As I played, Travis stepped outside the studio, said “don’t stop playing,” and shut the door.
When he came back into the studio, I asked him “What do you think you’re doing?”
“No wonder you couldn’t hear me shouting at you from the garage,” Travis said.
“What are you talking about?” Travis was really starting to drive me nuts.
“You know how last Saturday you said his neighbors would still have probably been able to hear him playing drums, even though he lived in a house and not an apartment like he had said?”
“Yeah, I think I remember screaming something like that at you.” Maybe the sarcasm in my voice would clue Travis to get to the point.
“Well Charlie must have sound-proofed this whole studio. I couldn’t even hear you standing right outside the door or in any of the neighboring rooms. There’s no way his neighbors in the other houses could hear him playing drums.”
I paused for a few seconds to take that in before saying “So the whole reason Charlie told us he was jamming in the band room in the first place, the dirt we thought we had on him to get him to join our band…”
“…Was a total lie,” Travis finished my sentence.
We didn’t have time to discuss this anymore at Charlie’s house, lunch would be over soon. We did a quick once-over to make sure everything was where we found it and got moving. Well, almost everything. I kept Charlie’s keys with me, although I did him the favor of locking his car as we left. If Charlie were to return, he’d have to find me to unlock any of his stuff. Or any of the school’s stuff, for that matter; I had realized that as a janitor, most of the many keys Charlie had on his chain were probably for work.
As I locked Charlie’s car, Travis let out a concerned-sounding “Hm.”
“What is it now, Travis?” I asked wearily.
“You remember how we caught Charlie jamming in the band room?” he asked.
“Yeah, we heard him playing from the art wing,” I answered.
“And how did we get into the art wing after classes had ended?” he continued.
“We got in through one of the side doors. A side door he was supposed to have…locked,” I was starting to realize where Travis was going with this.

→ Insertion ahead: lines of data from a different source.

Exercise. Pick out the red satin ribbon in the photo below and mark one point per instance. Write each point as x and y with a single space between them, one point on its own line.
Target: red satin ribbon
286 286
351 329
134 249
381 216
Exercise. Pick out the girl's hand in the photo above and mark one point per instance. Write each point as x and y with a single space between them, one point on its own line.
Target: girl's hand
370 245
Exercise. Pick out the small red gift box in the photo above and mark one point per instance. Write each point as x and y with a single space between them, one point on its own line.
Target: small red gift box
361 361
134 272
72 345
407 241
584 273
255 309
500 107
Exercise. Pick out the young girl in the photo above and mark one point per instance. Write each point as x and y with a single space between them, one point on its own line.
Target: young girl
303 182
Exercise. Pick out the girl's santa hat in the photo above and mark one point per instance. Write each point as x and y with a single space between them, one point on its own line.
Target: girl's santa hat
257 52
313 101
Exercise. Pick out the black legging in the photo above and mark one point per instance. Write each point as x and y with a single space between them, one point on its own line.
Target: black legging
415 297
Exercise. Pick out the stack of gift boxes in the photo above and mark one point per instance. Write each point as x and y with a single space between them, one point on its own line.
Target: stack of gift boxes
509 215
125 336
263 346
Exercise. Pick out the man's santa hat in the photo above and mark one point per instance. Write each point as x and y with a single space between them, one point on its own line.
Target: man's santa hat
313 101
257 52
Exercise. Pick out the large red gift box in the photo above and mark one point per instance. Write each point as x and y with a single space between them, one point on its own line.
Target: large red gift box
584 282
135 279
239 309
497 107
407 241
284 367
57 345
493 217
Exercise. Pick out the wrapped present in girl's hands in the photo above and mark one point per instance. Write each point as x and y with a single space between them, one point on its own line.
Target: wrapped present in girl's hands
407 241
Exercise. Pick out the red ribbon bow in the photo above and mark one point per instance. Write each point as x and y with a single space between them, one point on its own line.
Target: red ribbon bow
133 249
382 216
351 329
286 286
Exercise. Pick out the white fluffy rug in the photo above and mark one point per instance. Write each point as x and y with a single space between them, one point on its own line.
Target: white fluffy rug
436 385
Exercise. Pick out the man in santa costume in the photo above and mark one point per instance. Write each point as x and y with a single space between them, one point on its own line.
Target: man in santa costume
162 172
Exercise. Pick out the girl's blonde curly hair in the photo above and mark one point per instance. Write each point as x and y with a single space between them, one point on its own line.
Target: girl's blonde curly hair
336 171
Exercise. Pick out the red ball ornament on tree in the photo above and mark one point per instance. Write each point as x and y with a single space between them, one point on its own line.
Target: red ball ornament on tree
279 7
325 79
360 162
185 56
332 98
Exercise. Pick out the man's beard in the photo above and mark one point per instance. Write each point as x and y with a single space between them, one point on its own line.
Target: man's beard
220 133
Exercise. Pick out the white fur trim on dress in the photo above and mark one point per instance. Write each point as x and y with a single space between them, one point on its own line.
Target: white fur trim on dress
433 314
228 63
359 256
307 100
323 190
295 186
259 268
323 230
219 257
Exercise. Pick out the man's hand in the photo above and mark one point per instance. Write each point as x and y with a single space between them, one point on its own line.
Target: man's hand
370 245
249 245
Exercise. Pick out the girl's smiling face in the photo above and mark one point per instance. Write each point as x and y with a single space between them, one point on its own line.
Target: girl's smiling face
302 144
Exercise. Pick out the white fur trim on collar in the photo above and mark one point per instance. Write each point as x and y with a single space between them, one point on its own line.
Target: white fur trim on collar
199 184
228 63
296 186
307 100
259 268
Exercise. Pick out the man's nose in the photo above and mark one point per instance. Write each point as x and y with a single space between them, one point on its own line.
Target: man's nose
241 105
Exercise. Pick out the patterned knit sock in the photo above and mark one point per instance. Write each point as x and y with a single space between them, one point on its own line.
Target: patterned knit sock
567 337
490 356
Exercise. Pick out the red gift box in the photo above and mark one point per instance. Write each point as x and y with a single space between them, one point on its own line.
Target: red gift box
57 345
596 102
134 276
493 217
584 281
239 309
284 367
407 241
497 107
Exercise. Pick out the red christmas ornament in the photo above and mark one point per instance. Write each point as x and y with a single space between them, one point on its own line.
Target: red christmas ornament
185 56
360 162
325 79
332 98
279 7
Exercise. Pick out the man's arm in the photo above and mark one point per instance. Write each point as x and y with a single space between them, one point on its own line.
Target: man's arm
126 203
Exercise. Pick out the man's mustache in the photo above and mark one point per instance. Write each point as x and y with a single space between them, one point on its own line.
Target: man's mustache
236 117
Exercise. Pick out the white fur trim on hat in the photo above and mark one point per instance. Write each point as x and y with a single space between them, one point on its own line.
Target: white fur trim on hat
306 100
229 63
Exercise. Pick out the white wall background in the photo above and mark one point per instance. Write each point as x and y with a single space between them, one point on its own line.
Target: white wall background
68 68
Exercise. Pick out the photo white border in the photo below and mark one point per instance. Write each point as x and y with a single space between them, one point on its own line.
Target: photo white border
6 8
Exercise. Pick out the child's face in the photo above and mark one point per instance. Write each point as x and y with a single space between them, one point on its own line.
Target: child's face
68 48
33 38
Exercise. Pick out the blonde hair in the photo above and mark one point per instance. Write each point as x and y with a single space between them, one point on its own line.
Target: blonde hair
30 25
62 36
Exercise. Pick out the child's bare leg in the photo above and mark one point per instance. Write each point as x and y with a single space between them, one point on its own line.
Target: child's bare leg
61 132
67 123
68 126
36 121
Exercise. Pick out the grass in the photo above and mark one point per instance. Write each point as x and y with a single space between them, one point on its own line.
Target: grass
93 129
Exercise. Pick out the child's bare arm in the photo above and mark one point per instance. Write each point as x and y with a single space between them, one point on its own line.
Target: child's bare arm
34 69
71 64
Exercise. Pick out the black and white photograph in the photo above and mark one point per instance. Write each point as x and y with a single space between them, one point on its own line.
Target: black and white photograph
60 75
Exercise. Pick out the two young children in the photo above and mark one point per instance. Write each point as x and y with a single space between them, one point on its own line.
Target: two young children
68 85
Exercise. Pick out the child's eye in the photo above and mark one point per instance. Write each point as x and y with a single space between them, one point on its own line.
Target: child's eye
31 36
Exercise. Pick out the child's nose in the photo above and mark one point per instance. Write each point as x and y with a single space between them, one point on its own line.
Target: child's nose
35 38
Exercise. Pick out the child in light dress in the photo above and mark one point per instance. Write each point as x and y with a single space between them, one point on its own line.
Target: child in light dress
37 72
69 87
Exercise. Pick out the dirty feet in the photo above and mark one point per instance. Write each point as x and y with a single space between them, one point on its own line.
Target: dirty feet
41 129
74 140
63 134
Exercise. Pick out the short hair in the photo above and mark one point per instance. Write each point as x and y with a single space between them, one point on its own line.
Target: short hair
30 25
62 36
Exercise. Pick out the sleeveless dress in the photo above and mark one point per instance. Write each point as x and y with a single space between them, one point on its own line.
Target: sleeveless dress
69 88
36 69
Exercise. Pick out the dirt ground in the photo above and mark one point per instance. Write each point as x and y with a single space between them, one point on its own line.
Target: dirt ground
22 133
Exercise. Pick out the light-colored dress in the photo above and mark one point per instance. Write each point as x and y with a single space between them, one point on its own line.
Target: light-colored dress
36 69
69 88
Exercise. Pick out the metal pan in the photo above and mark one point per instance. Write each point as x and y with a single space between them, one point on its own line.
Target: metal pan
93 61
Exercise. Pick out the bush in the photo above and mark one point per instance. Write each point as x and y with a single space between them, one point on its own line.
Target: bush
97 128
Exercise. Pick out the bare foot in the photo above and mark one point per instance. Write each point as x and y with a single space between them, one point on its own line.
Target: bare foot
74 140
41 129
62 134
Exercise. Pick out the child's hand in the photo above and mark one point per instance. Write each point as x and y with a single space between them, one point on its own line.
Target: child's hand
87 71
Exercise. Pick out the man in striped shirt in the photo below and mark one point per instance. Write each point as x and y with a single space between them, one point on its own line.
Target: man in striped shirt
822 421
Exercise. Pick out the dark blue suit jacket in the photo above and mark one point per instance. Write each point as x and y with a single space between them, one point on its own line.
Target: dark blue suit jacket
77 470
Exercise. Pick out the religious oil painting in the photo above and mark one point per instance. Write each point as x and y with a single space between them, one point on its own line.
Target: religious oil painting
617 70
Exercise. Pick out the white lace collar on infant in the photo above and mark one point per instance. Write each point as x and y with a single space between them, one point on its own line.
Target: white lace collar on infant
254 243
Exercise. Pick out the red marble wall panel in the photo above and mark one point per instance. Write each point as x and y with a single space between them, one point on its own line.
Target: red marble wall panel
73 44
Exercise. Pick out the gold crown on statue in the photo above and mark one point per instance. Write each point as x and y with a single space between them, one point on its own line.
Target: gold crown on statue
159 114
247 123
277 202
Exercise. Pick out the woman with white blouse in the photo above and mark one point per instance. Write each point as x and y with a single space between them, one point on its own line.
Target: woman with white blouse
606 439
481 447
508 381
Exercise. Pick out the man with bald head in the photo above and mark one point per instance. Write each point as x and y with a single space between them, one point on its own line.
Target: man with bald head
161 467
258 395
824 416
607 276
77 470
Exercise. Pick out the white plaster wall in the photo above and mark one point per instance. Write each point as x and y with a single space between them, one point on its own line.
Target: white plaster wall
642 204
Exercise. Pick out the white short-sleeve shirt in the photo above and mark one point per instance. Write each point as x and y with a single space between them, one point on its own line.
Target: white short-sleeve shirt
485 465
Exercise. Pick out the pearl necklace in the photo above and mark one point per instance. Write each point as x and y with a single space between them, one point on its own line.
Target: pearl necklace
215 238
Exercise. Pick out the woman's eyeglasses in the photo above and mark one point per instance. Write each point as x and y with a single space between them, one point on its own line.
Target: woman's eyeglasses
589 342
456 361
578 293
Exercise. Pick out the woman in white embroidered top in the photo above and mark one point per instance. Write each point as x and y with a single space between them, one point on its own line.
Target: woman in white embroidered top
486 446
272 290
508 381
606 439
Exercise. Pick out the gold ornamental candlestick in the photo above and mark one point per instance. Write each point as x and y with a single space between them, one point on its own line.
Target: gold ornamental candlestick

“Exactly. Now you know how we thought we’d convince him to join our band by making him think it was his idea?”
“Yeeees,” I groaned.
“He was the reason the whole rumor about us summoning a demon started…”
My pace slowed, even though we didn’t have much time left to get back to school.

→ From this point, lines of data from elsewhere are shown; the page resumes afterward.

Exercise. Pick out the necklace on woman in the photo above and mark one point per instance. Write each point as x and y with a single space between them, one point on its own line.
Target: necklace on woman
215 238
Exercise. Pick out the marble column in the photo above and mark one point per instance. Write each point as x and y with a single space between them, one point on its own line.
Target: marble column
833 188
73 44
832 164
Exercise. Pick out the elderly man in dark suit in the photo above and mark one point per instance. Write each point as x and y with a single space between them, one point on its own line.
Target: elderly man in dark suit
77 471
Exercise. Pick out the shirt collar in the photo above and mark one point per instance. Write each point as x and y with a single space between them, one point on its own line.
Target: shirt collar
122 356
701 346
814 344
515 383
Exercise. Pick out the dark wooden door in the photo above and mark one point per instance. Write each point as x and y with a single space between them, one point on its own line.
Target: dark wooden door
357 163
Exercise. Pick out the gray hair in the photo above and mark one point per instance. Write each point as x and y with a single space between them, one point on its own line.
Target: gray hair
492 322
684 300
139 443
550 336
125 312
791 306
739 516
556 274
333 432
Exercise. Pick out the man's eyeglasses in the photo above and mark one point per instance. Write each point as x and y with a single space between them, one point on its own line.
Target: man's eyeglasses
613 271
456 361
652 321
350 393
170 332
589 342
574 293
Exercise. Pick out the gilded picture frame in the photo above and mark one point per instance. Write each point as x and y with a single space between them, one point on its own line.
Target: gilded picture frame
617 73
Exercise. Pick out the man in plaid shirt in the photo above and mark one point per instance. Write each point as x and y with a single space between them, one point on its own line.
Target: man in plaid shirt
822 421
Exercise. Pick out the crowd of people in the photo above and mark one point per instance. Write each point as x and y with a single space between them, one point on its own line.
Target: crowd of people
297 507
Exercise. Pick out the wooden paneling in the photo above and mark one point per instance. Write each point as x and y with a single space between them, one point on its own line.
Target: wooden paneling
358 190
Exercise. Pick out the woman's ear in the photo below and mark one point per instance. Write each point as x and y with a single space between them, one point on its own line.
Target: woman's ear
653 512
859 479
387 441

“…The rumor that made you want to take advantage of having metal street cred…”
My heart started to sink.
“…And we just happened to hear him jamming in the band room, where he had absolutely no reason to be playing, by going through a door that should have been locked…”
“…And those music stands and gong just happened to be placed perfectly to make a bunch of noise when your clumsy arse bumped into them, giving us away,” I interjected. Even while starting to come to a terrible realization, I couldn’t help but take a dig at my friend.

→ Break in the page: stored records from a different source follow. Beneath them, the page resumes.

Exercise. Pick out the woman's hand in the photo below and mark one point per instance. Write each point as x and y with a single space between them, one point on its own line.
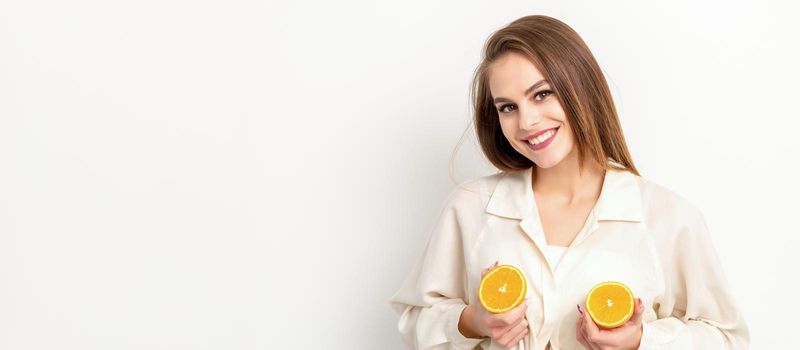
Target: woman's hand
623 337
507 328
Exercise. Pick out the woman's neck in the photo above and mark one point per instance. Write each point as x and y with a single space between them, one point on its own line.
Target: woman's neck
564 184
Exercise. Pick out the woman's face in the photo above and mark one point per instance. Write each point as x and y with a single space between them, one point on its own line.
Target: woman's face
529 110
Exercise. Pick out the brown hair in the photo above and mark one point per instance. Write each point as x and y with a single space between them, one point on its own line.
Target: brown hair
577 81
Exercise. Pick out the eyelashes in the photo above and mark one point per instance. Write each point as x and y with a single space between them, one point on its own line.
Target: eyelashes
543 93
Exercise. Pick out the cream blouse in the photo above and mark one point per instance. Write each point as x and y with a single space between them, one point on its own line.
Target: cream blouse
638 233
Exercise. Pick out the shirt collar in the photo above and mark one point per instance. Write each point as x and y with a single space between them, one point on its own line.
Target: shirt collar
620 197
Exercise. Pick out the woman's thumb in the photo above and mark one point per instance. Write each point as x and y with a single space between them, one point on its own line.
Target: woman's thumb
637 311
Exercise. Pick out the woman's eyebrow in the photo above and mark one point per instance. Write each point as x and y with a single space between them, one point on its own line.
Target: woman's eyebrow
527 92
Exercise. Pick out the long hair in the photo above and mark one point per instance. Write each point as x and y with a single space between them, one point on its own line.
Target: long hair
557 51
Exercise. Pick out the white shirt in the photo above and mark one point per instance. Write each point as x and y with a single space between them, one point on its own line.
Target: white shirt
638 233
553 254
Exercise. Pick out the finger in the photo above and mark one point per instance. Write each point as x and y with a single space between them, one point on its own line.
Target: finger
514 315
579 333
590 328
489 269
585 342
636 319
516 340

“Hey, shut up, but yes that too,” Travis continued, “He acted all surprised when he saw us. He made us think we had dirt on him. So while we thought we had gotten him to think it was his idea to join our band when it was really ours…”
“…He was getting us to think everything had been our idea the entire time, when it was really his,” I finished his thought.
“Exactly.”
“And you decided to name our band after him.”
Travis paused for a few seconds before asking “So that’s what you believe now?”
“Don’t you?” I replied, “I know what I said after we had spied on him, but we’ve taken in a lot of new information since then. Demons are supposed to be deceivers, and I think Chernobog is a freaking pro.”
“Alright, so going back to the unlocked car: do you think he knew we would come here?”